El cambio climático se ha convertido en una crisis de salud pública y un lastre económico global, traspasando la tesis de que es un problema sólo ambiental. Sus efectos se sienten en los cuerpos humanos, animales, en los campos agrícolas y en los presupuestos de gobiernos y empresas. Según el Foro Económico Mundial, el impacto combinado en sectores como alimentación, agricultura, entornos urbanos y sistemas de salud podría traducirse en al menos 1,5 billones de dólares en productividad perdida para 2050, si no se adoptan medidas urgentes de resiliencia.

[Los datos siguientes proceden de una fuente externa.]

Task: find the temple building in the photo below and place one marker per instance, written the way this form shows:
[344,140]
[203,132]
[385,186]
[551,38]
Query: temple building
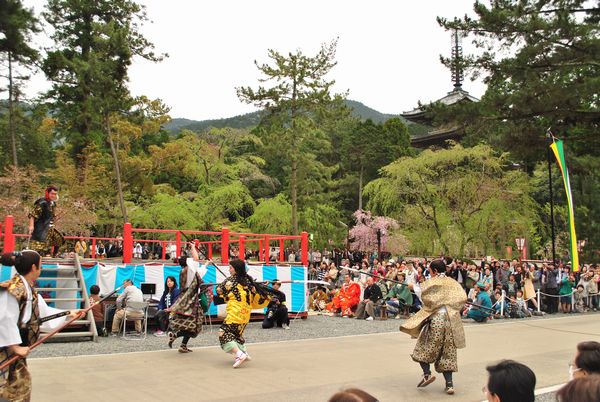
[438,135]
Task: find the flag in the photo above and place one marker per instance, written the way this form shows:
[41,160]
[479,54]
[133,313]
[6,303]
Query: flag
[559,153]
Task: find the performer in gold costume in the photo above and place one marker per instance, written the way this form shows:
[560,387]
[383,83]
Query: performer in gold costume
[242,295]
[438,325]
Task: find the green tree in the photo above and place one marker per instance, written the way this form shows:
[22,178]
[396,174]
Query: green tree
[444,199]
[17,24]
[541,62]
[95,43]
[299,89]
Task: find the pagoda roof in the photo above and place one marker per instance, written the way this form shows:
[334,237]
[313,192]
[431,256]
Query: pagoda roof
[437,137]
[418,115]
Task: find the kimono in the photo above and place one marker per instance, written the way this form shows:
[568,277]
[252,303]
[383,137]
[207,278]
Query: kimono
[438,324]
[45,236]
[20,310]
[241,299]
[346,299]
[187,313]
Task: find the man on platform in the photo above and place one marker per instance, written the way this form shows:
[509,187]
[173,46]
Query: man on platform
[44,236]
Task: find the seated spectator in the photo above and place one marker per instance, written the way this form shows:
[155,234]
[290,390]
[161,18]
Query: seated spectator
[130,294]
[352,395]
[521,305]
[480,314]
[277,312]
[371,297]
[583,389]
[399,298]
[579,306]
[510,381]
[346,298]
[97,308]
[318,299]
[512,286]
[168,298]
[586,361]
[566,288]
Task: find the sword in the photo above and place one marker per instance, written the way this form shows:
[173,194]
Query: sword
[80,314]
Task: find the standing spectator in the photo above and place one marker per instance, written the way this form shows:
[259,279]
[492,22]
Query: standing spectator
[80,248]
[137,251]
[551,289]
[503,274]
[566,288]
[100,250]
[168,298]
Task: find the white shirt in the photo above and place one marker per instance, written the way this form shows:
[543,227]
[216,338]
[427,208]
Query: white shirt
[9,316]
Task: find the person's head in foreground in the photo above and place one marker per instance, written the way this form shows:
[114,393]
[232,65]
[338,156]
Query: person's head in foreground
[510,381]
[586,361]
[352,395]
[581,389]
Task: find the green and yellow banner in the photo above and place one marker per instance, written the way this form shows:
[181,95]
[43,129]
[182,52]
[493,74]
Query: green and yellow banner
[559,153]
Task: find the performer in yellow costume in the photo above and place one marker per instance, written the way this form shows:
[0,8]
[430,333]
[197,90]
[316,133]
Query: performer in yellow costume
[242,295]
[438,325]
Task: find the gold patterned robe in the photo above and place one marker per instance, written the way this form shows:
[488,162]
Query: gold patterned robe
[438,324]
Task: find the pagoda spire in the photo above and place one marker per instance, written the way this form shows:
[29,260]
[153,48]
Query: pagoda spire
[457,61]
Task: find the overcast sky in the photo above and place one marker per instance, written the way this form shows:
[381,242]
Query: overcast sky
[388,51]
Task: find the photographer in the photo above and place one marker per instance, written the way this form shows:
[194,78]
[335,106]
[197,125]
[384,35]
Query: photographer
[277,312]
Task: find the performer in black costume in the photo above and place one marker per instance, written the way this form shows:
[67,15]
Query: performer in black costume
[44,235]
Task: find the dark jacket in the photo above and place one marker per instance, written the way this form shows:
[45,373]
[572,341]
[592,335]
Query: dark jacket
[162,305]
[372,293]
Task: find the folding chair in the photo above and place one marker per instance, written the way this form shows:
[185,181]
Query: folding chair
[144,319]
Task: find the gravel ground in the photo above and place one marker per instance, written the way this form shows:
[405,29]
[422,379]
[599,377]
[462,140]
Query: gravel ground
[316,326]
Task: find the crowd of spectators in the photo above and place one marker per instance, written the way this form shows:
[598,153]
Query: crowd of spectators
[514,289]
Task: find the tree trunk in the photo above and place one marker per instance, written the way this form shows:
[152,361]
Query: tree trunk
[11,112]
[360,179]
[113,150]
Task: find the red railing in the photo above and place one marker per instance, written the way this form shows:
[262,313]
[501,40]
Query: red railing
[226,239]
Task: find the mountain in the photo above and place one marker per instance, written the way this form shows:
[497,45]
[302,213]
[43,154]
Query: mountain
[252,119]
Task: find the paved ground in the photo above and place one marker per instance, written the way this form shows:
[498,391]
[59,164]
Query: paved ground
[311,369]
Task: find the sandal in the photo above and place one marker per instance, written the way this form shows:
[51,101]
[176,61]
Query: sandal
[172,338]
[184,349]
[426,380]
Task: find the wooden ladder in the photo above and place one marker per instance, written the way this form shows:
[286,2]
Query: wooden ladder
[70,271]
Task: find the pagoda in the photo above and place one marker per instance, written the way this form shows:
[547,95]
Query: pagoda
[437,136]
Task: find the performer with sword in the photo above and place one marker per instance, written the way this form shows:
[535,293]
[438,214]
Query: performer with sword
[43,234]
[21,309]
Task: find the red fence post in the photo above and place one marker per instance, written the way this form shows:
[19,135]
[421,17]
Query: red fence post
[127,243]
[225,246]
[304,246]
[242,248]
[267,250]
[177,244]
[94,250]
[9,237]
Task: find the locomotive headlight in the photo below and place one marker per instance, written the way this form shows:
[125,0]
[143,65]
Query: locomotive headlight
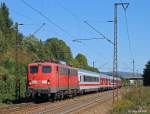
[48,82]
[30,82]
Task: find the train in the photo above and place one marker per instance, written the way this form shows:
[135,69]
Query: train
[58,81]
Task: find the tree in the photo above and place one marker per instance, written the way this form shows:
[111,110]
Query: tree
[59,49]
[146,74]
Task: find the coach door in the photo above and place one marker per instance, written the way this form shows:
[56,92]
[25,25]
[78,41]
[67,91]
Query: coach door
[69,80]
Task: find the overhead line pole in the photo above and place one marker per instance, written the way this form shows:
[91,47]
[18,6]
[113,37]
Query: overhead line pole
[115,58]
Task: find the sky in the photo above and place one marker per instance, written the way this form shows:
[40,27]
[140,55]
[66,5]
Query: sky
[65,20]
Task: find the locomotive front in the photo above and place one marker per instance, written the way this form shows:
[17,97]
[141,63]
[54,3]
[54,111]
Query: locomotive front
[39,77]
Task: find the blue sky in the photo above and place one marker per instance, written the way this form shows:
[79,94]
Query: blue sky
[70,14]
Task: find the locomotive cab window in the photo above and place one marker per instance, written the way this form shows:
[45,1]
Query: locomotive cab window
[46,69]
[33,69]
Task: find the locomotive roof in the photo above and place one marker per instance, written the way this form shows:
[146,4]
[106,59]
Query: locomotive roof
[51,63]
[88,72]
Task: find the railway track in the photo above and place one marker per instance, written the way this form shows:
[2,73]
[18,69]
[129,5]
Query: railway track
[73,107]
[63,107]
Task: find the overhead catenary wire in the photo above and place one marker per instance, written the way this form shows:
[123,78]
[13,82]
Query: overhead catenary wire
[46,17]
[38,29]
[99,32]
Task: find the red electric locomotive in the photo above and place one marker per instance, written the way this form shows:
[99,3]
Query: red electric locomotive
[52,79]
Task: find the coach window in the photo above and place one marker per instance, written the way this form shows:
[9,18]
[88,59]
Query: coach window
[46,69]
[33,69]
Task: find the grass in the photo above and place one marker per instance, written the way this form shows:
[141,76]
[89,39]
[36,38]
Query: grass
[135,100]
[3,105]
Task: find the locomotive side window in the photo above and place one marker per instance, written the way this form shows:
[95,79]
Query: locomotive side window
[33,69]
[90,79]
[46,69]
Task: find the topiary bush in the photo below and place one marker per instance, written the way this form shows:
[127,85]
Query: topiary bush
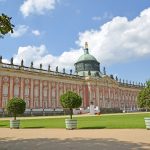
[143,99]
[16,106]
[70,100]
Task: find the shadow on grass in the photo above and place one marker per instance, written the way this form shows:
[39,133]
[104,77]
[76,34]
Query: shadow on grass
[92,128]
[69,144]
[3,125]
[39,127]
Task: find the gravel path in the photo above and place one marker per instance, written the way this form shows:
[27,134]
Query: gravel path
[81,139]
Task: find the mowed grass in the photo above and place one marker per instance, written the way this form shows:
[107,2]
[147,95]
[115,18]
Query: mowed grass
[122,121]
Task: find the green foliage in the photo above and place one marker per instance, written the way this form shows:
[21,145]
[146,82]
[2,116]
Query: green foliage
[120,121]
[143,99]
[5,25]
[70,100]
[16,106]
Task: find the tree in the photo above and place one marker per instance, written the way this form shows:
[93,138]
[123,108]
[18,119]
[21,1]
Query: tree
[5,25]
[71,100]
[143,99]
[16,106]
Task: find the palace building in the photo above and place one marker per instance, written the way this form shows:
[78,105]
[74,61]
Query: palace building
[41,89]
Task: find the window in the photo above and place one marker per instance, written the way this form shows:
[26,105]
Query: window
[16,90]
[5,89]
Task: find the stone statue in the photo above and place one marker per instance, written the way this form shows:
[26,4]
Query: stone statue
[22,63]
[40,66]
[57,69]
[104,71]
[49,68]
[116,78]
[70,71]
[64,70]
[11,61]
[89,73]
[0,59]
[31,66]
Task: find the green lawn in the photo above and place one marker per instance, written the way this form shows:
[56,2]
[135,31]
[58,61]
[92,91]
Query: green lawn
[123,121]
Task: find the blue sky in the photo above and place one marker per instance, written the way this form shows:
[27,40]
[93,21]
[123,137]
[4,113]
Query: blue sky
[54,32]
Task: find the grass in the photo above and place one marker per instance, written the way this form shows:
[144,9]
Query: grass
[122,121]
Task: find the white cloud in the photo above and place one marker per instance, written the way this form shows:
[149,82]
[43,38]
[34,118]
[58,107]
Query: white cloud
[117,41]
[40,55]
[36,6]
[106,15]
[120,40]
[21,30]
[36,32]
[96,18]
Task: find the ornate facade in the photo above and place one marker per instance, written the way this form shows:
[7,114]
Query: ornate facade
[41,89]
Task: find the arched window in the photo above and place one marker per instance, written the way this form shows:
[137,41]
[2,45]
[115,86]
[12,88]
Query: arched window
[5,89]
[16,91]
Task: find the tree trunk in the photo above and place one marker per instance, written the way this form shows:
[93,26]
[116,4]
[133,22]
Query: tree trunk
[71,112]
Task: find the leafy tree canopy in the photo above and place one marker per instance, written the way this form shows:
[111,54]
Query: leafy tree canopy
[5,25]
[70,100]
[143,99]
[16,106]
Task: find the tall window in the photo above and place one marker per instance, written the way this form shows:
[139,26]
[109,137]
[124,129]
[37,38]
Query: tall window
[16,91]
[5,89]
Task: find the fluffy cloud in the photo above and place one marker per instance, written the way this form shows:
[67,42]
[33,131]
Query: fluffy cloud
[40,55]
[36,6]
[21,30]
[36,32]
[117,41]
[120,40]
[106,15]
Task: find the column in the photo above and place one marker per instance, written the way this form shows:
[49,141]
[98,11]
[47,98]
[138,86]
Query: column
[41,93]
[11,88]
[0,91]
[31,90]
[22,88]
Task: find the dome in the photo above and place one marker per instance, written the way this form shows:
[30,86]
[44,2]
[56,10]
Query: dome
[86,57]
[87,64]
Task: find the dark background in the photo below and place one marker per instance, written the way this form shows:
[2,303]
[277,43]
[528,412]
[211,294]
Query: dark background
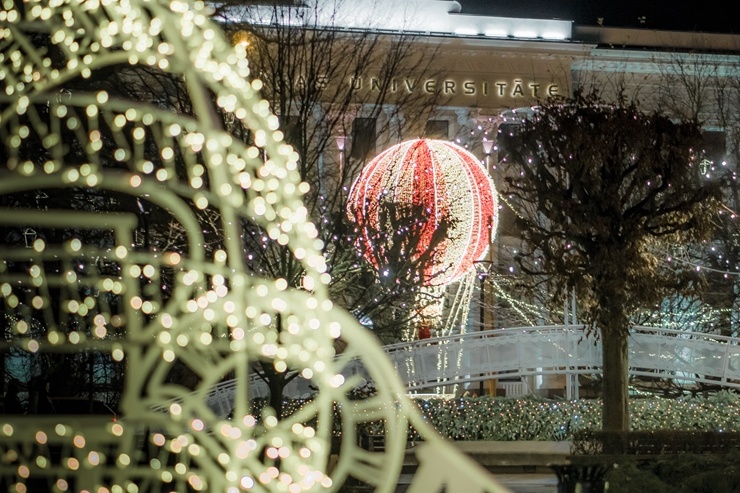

Uno de los frentes más graves es el alimentario. Las sequías, cada vez más frecuentes, amenazan los cultivos esenciales para millones de personas. La Convención de las Naciones Unidas de Lucha contra la Desertificación reporta que la frecuencia y duración de las sequías ha aumentado en un 29% desde el año 2000, afectando a más de 1.600 millones de personas en dos décadas. Esto no solo incrementa el riesgo de inseguridad alimentaria, sino que también acelera la migración forzada, a tal medida que el Banco Mundial advierte que hasta 216 millones de personas podrían verse obligadas a desplazarse internamente por causas climáticas hacia 2050.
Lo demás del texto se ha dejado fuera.